Vice President of the Provincial Council of Guayas
- In office 1980–1984

Personal details
- Born: 5 December 1949 (age 76) Guayaquil
- Party: Alfarista Radical Front
- Spouse: Iván Castro Patiño
- Education: Catholic University of Guayaquil
- Occupation: Economist and politician

= Cecilia Calderón =

Ecuadorian politician (born 1949)

Cecilia Calderón Prieto (born 5 December 1949) is an Ecuadorian economist and former politician representing Guayas Province belonging to the Alfarista Radical Front (FRA).

==Early life==
Cecilia Calderón was born in Guayaquil on 5 December 1949, the daughter of Abdón Calderón Muñoz and Rosita Prieto. Even in her youth, Calderón leaned towards politics, actively volunteering for the presidential campaign of Andrés Córdova, the Liberal candidate for the 1968 Ecuadorian general election.
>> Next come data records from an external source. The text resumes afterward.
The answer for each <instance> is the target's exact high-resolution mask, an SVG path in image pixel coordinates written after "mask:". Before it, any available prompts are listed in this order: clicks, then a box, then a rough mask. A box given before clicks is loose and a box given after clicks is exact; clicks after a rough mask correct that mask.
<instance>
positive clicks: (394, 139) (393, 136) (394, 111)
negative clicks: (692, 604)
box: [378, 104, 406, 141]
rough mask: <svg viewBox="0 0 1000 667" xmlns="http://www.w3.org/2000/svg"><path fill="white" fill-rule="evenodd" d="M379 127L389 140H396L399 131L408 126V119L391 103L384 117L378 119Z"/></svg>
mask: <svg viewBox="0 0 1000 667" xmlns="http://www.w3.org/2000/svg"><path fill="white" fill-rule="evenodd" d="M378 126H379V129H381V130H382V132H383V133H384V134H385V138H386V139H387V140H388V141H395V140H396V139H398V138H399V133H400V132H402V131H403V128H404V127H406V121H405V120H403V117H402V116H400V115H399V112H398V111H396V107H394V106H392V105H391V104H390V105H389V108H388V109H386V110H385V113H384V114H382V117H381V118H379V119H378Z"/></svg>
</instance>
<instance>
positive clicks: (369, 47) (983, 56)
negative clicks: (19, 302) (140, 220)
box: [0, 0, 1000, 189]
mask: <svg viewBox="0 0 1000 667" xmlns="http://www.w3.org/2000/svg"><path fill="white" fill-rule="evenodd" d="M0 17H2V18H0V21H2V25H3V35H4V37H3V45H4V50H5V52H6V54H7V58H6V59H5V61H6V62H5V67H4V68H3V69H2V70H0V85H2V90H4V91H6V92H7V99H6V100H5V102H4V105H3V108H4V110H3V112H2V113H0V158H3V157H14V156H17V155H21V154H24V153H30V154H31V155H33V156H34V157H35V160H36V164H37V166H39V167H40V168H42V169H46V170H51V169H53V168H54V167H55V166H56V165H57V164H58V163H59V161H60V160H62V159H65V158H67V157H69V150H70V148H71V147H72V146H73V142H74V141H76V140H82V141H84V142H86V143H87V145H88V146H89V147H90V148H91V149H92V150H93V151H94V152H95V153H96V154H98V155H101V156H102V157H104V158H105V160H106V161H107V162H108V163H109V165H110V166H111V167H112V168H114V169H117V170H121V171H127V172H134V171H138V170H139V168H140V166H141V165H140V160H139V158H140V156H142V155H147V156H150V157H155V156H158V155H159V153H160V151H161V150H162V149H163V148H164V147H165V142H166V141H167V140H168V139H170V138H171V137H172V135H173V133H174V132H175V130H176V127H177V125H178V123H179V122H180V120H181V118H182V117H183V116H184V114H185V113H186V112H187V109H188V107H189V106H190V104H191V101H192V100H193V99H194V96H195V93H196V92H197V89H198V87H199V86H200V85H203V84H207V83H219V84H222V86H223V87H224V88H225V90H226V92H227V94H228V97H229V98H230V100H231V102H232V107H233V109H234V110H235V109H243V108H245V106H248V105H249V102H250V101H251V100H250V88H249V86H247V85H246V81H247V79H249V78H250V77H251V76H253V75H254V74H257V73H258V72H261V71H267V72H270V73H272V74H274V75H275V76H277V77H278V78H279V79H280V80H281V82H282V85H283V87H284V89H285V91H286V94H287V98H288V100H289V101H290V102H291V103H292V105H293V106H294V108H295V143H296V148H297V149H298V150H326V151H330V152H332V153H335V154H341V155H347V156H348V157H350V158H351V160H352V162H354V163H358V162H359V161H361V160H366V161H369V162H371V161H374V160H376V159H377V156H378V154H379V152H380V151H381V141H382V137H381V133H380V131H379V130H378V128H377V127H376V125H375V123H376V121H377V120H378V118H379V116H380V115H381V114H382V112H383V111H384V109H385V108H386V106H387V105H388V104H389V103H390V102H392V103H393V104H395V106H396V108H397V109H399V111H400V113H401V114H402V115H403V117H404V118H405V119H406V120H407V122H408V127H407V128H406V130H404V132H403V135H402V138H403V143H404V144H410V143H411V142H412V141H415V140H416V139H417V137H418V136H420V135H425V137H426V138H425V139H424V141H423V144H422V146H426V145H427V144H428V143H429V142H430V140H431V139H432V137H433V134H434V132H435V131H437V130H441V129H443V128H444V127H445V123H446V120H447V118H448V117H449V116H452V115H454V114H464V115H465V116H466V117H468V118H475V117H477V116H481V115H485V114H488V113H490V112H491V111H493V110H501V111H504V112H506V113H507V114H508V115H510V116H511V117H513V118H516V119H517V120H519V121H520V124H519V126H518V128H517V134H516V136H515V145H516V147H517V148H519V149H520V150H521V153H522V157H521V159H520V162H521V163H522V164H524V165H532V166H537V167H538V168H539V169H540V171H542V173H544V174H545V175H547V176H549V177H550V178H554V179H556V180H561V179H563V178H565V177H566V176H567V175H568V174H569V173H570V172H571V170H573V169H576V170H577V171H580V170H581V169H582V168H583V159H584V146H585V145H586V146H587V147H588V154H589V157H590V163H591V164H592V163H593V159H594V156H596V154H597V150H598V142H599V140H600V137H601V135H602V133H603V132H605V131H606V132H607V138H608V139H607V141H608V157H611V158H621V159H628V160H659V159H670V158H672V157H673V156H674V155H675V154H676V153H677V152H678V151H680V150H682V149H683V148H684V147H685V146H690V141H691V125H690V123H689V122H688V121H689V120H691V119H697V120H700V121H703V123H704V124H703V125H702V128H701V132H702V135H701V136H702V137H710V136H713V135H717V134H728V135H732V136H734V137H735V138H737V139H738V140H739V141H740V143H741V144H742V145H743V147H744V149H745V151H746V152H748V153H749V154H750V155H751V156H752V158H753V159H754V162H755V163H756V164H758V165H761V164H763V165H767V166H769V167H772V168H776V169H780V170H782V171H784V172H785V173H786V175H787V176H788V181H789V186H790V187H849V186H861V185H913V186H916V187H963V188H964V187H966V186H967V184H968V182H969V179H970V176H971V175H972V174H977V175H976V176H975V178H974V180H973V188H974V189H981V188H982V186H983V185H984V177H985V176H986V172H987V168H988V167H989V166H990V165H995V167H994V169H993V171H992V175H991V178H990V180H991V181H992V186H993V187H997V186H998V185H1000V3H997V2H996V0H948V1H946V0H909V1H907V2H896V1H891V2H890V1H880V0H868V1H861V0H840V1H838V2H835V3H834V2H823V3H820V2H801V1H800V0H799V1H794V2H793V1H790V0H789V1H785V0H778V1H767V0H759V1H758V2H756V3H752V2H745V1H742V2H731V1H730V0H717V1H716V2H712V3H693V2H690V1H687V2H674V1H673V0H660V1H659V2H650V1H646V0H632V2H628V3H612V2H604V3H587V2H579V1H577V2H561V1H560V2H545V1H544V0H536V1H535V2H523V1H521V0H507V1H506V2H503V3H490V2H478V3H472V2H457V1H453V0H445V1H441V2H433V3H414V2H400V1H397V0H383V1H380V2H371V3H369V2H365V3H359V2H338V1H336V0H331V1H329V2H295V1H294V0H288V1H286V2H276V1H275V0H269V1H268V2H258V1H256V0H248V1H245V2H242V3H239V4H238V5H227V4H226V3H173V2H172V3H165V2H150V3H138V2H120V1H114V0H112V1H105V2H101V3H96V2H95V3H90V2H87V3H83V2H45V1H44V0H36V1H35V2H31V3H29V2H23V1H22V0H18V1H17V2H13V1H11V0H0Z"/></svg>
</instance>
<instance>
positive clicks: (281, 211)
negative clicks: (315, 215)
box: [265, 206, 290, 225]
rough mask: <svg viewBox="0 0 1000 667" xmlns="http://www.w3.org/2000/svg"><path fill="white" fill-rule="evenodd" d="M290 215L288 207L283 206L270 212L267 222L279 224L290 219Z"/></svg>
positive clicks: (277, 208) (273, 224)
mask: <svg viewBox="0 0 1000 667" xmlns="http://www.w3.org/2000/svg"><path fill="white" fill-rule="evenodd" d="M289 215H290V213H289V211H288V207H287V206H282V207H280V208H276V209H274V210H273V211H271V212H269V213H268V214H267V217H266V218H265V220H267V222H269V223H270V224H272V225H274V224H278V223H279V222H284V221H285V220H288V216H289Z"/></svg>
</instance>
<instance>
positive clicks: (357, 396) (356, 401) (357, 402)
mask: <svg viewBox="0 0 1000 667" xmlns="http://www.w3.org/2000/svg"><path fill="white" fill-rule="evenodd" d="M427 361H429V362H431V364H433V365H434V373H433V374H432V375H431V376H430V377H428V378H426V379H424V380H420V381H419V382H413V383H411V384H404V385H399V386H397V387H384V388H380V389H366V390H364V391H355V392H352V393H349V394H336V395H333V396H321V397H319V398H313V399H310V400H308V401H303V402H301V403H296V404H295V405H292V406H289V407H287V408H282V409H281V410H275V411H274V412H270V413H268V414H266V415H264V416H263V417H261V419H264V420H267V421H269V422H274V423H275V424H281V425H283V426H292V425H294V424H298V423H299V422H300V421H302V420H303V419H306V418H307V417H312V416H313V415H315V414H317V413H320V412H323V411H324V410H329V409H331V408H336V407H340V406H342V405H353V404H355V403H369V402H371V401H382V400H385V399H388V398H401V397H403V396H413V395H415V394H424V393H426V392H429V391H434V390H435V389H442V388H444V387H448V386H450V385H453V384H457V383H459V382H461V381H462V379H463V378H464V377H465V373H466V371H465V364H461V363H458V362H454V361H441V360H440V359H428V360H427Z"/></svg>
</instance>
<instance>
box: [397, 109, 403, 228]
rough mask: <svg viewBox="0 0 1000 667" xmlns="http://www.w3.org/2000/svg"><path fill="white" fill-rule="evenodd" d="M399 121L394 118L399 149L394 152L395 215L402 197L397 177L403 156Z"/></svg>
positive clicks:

She attended and graduated from the Catholic University of Guayaquil as an economist.

==Leadership of the FRA==
During the Ecuadorian general election of 1978–79, Calderón actively participated in the campaign of Abdón Calderón Muñoz, her father and head and founder of the FRA. Shortly after the first round of the election, Calderon Muñoz was murdered on the orders of the military dictatorship on 29 November 1978, leaving Calderón as leader of the party, making Calderon the first woman in Ecuador to assume leadership of a political party. Calderón fought for justice for her father, which was granted when President Jaime Roldós Aguilera declared former government minister Bolívar Jarrín Cahueñas guilty of the murder, marking the first time in Ecuador's history that a political crime had been sanctioned by a government of Ecuador.

In the provincial elections for Guayas Province of 1980, Calderón was elected the first female member of the Provincial Council and because of the high number of votes for her, she won the Vice President's seat in the Council. Calderón was then in 1986 elected to the National Congress of Ecuador, becoming the only woman to sit on that congress. She faced some discomfort on account of her gender, such as the lack of a female bathroom that led her to ask the President of the Congress for a key to a private bathroom. In the 1988 legislative election, Calderón was reelected to Congress, one of only two members representing the FRA. In 1991, she accrued much criticism for criticizing the high budget of the Ecuadorian Armed Forces.

=== Later political career ===
In the 1998 Ecuadorian legislative election, Calderón was elected as a national deputy for the 1998–2003 term, representing the Democratic Left party. During the 2002 presidential election, she publicly endorsed former president and Democratic Left candidate Rodrigo Borja Cevallos.

Several years later, she unsuccessfully ran for a seat in the 2007 Constituent Assembly election as a candidate for the National Democratic Concertation party.

Calderón was also a candidate for Guayas prefect in the 2019 Ecuadorian local elections, representing the Juntos Podemos movement.